The US Centers for Disease Control provides a simple web-based, illustrated guide to disease-causing tick removal which offers this sage advice:

If you find a tick attached to your skin, there’s no need to panic. There are several tick removal devices on the market, but a plain set of fine-tipped tweezers will remove a tick quite effectively.

Alykhan Velshi is an Ismaili Muslim, in the noble modernist tradition of A.A. Fyzee, who graduated with a law degree from The London School of Economics. In July, 2005 he wrote these frank words published at NRO:

The war on terror is not simply against terror-sponsoring states, but against the institutions of civil society that give terrorists quiet support, that inflame local Muslim populations, and that prevent the emergence of a moderate, peaceful form of Islam. The war on terror can never be won unless Muslims who have the privilege of living in the West stand up for civilization against the forces of barbarism and nihilism. I wish I could say otherwise, but I won’t be holding my breath.

The intrepid Velshi is now challenging Saudi Arabia’s oil revenue funded Islamic religious bigotry–with an emphasis on the Kingdom’s particularly oppressive misogyny–via an advertising campaign (and website) promoting the idea’s put forth in Ezra Levant’s 2010 book Ethical Oil: The Case for Canada’s Oil Sands.

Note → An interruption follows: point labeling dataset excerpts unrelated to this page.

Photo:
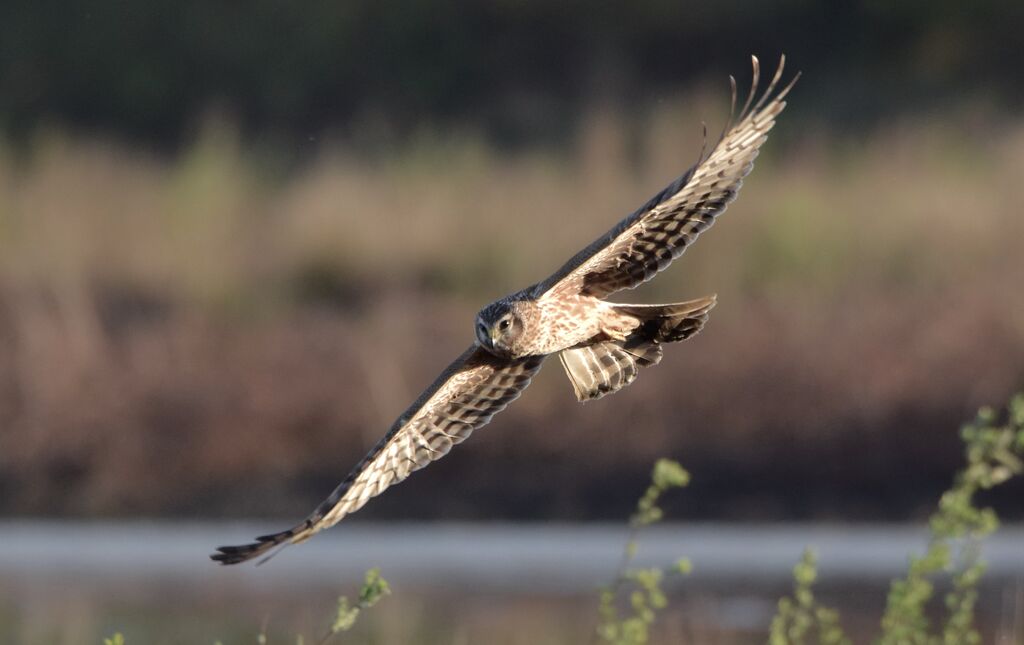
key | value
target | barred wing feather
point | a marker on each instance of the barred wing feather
(657, 232)
(467, 394)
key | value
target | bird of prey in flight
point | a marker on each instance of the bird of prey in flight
(601, 345)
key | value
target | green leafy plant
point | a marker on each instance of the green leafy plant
(994, 454)
(642, 586)
(802, 615)
(374, 588)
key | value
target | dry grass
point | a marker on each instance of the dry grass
(176, 333)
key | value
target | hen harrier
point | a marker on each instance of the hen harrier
(602, 345)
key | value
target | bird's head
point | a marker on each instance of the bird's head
(498, 328)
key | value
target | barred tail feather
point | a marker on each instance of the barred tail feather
(606, 367)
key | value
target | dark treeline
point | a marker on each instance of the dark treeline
(147, 70)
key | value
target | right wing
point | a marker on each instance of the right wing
(466, 395)
(658, 231)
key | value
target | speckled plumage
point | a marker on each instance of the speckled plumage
(601, 345)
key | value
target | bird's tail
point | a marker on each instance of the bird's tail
(608, 366)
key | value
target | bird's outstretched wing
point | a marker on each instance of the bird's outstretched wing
(463, 398)
(657, 232)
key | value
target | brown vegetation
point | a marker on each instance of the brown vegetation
(207, 336)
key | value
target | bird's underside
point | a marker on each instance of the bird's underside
(601, 345)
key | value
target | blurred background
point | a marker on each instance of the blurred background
(237, 240)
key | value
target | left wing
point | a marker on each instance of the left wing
(463, 398)
(650, 239)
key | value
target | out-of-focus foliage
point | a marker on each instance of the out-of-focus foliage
(518, 70)
(642, 586)
(993, 453)
(802, 615)
(374, 588)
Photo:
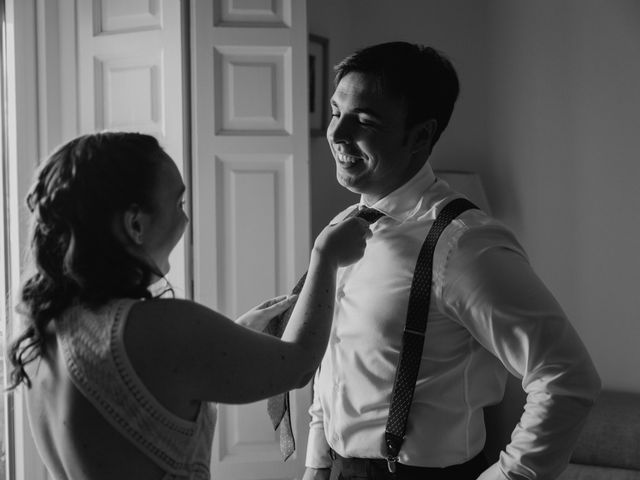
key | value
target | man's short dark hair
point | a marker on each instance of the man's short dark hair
(422, 76)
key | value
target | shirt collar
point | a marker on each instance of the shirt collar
(404, 200)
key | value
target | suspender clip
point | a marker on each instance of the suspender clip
(391, 463)
(413, 332)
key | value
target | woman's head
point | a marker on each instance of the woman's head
(106, 212)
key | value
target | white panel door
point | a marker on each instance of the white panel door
(250, 192)
(130, 78)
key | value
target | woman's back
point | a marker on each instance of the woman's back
(80, 433)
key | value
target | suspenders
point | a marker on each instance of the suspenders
(414, 332)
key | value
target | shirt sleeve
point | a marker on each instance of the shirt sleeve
(317, 446)
(490, 288)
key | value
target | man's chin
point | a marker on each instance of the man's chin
(348, 182)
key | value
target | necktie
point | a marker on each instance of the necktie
(278, 406)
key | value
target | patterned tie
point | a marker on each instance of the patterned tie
(278, 406)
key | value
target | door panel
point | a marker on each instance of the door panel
(250, 190)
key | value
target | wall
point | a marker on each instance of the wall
(549, 116)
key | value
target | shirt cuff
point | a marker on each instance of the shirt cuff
(317, 450)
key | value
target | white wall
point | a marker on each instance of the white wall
(549, 116)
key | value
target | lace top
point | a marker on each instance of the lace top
(93, 346)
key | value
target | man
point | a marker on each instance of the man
(489, 313)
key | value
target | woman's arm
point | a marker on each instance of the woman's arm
(204, 355)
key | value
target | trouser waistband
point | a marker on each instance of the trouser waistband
(373, 468)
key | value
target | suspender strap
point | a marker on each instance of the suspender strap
(413, 337)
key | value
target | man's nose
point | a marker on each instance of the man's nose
(339, 130)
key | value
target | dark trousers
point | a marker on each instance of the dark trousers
(376, 469)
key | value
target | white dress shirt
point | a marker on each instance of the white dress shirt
(489, 314)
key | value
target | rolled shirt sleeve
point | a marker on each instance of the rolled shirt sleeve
(491, 289)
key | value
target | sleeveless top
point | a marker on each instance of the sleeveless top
(93, 348)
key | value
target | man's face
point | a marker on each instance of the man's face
(369, 140)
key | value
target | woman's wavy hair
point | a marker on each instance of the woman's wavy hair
(78, 194)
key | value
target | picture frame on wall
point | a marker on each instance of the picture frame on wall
(318, 85)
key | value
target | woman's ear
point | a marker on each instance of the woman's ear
(424, 135)
(134, 224)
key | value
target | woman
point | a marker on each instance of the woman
(119, 383)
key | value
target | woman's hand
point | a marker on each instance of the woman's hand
(258, 317)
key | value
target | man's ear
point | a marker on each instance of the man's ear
(134, 224)
(423, 135)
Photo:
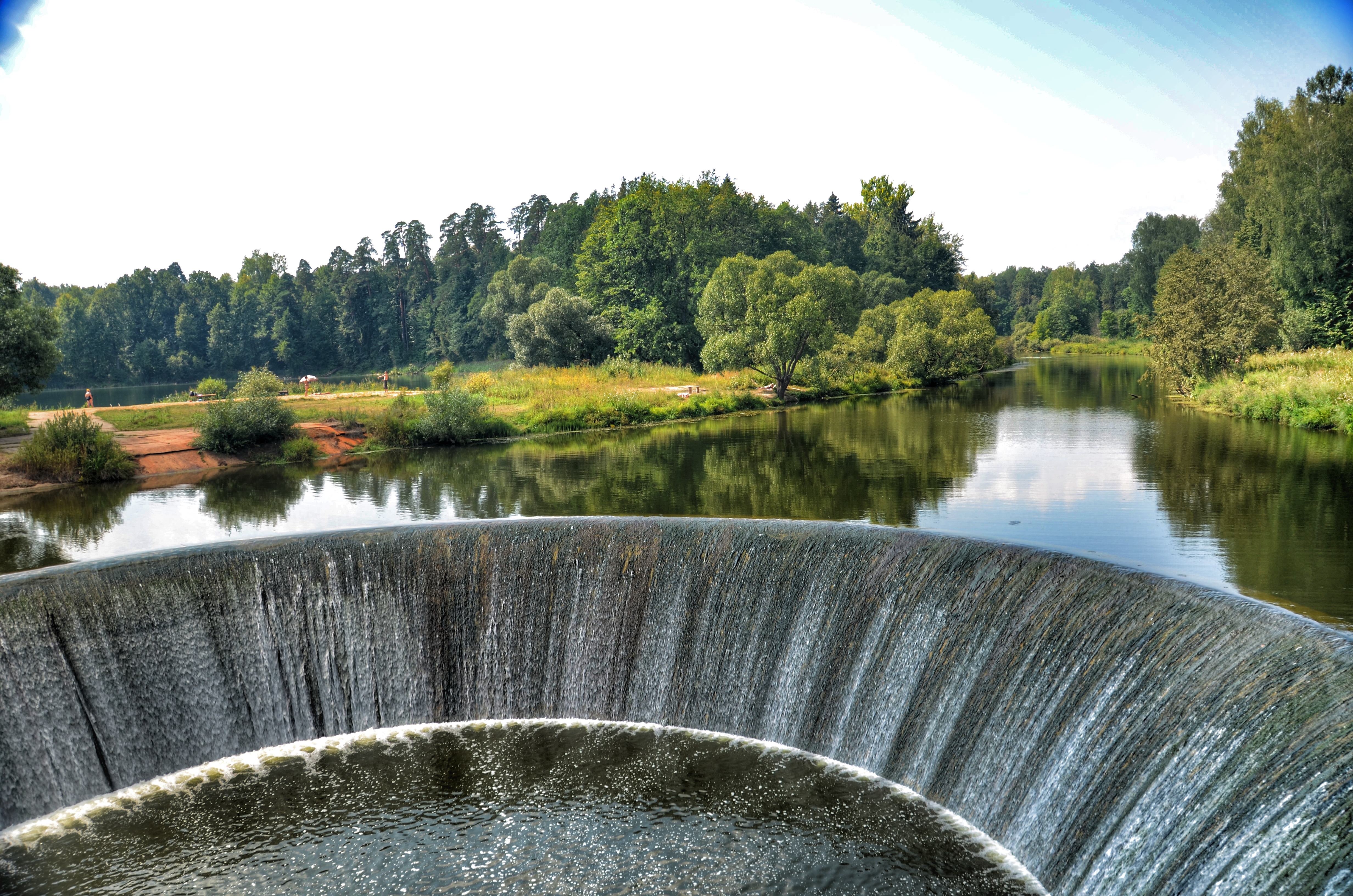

Now the incensed Saudi oil ticks are counter-attacking with a legal jihad aimed at quashing this advertising campaign. Velshi, as reported by the Toronto Sun, condemned this legal and ethical challenge by the Saudis and their minions:

We caught this foreign dictatorship trying to undermine freedom of the press here in Canada and trying to export its own contempt for democracy, its own contempt for freedom of the press here in Canada.

Watch the “Ethical Oil” advertisement to which the Saudi oil ticks took such umbrage here.

The advertisement is an invaluable, Western freedom-based tool that must be part of our broader armamentarium–i.e., continued development of Canadian tar sands, and US shale oil and gas–for therapeutic Saudi oil tick removal!